Были у нас в городе провизор и асессор, два адъюнкта и старик Здерадичек, а вот профессора еще никогда не было. А этот был к тому же двойным доктором, философии и еще каких-то наук. И, опять же, у него были красивые голубые глаза. И если толком приглядеться, то вообще он был довольно-таки красивый человек.

Одним словом, решили в честь его приезда устроить вечеринку и, пожалуй, с месяц к ней готовились. В маленьком городке, пан директор, это всегда так: все хотят, чтобы что-нибудь произошло, но при этом боятся, кабы чего не случилось.

Потому обожают скрипичные концерты, жареных поросят, но только, упаси бог, чтоб никто не объелся, карнавалы да маскарады и вечеринки в честь вновь прибывших. Так, значит, жизнь помаленьку и плетется. На этой неделе объявляют друг другу, что в субботу будет бал, а потом всю следующую неделю делятся между собой, что на том балу происходило. А что дальше? Что дальше делать будем? Ах ты господи Иисусе, ведь на следующей неделе будет вечеринка в честь профессора и двойного доктора!..

В тот вечер я там был тоже. Не из любопытства, — меня это, между прочим, не интересует, — а из-за колбас со свиной требухой: дело было как раз в четверг. И Фифи, бестия лохматая, была там, конечно, тоже. В четверг мы всегда встречались: Фифиша и я. О, у нее календарь в голове был!

Все уже восседали за столами: дамы, расфранченные в пух, господа при стоячих воротничках. Потом сдвинули столы и составили их подковой. Сидели, чесали языки, веселились и пили, но в меру.

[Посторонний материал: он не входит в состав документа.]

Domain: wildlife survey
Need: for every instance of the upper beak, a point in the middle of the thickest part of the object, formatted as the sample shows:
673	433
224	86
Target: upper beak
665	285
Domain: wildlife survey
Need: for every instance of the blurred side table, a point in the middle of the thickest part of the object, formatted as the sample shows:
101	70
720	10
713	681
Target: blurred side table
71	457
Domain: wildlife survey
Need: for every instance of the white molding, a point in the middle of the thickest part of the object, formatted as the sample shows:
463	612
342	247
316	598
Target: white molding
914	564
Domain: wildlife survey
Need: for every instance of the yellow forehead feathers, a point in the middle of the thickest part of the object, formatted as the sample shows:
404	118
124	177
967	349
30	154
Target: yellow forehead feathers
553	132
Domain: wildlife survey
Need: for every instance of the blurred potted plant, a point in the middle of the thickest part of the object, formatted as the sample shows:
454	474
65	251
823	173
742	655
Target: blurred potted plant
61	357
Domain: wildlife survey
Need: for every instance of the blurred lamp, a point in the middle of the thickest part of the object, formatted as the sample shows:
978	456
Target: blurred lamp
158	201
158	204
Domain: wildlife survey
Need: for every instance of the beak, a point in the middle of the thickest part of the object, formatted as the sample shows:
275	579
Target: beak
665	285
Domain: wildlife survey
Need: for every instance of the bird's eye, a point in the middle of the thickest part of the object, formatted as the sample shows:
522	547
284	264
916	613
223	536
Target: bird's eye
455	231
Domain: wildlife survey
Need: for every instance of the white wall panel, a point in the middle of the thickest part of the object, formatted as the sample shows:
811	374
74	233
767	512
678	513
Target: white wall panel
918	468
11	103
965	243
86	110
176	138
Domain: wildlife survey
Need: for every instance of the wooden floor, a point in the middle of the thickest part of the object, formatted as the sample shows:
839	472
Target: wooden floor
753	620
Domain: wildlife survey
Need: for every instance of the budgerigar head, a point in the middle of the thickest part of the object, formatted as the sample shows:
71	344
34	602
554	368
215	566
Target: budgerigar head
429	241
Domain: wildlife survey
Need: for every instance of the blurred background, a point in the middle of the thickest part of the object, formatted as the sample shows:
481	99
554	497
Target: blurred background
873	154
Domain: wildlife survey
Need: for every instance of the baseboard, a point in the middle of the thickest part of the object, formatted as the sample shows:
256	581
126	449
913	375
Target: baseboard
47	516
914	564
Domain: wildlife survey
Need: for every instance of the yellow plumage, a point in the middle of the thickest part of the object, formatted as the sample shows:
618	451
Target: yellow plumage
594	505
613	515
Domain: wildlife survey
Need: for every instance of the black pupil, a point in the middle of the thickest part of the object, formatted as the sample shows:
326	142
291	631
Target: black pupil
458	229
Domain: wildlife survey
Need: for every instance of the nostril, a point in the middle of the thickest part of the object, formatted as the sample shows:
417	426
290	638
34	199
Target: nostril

У кого были карманные часы, вытаскивал карманные, а у какой дамы были на руке, так та все время их заводила, чтобы не остановились. А учитель все не идет и не идет.

Вдруг появляется. Но посмотрели бы вы, в каком виде! Рубашка вся мятая, будто ее дорожный каток раскатывал, воротничок — хоть петрушку сей. И, само собой, не бритый, щетина на лице заплесневела, вся с золотыми пушинками. Складок на брюках у него никогда не было, а ботинок он вообще не чистил. Этого он не признавал…

И даже не сказал «Добрый вечер!» Только посмотрел на всех от дверей таким немного отсутствующим и вроде как пристыженным взглядом. А вместе с тем чуть насмешливо. Тут я себе и говорю: «Где-то я этот взгляд уже видел?»

И сразу меня осенило: Фифиша!

Ну, еще бы, это же вылитая Фифи, когда ее зовут: «песик, песичек, на, на, вот тебе косточки, и мясца кусочек, и супчик гуляшевый…» Вот какой был взгляд у этого человека. Ласковый, аж участливый, но при этом словно немного насмехается надо всеми, а больше всех — над самим собой.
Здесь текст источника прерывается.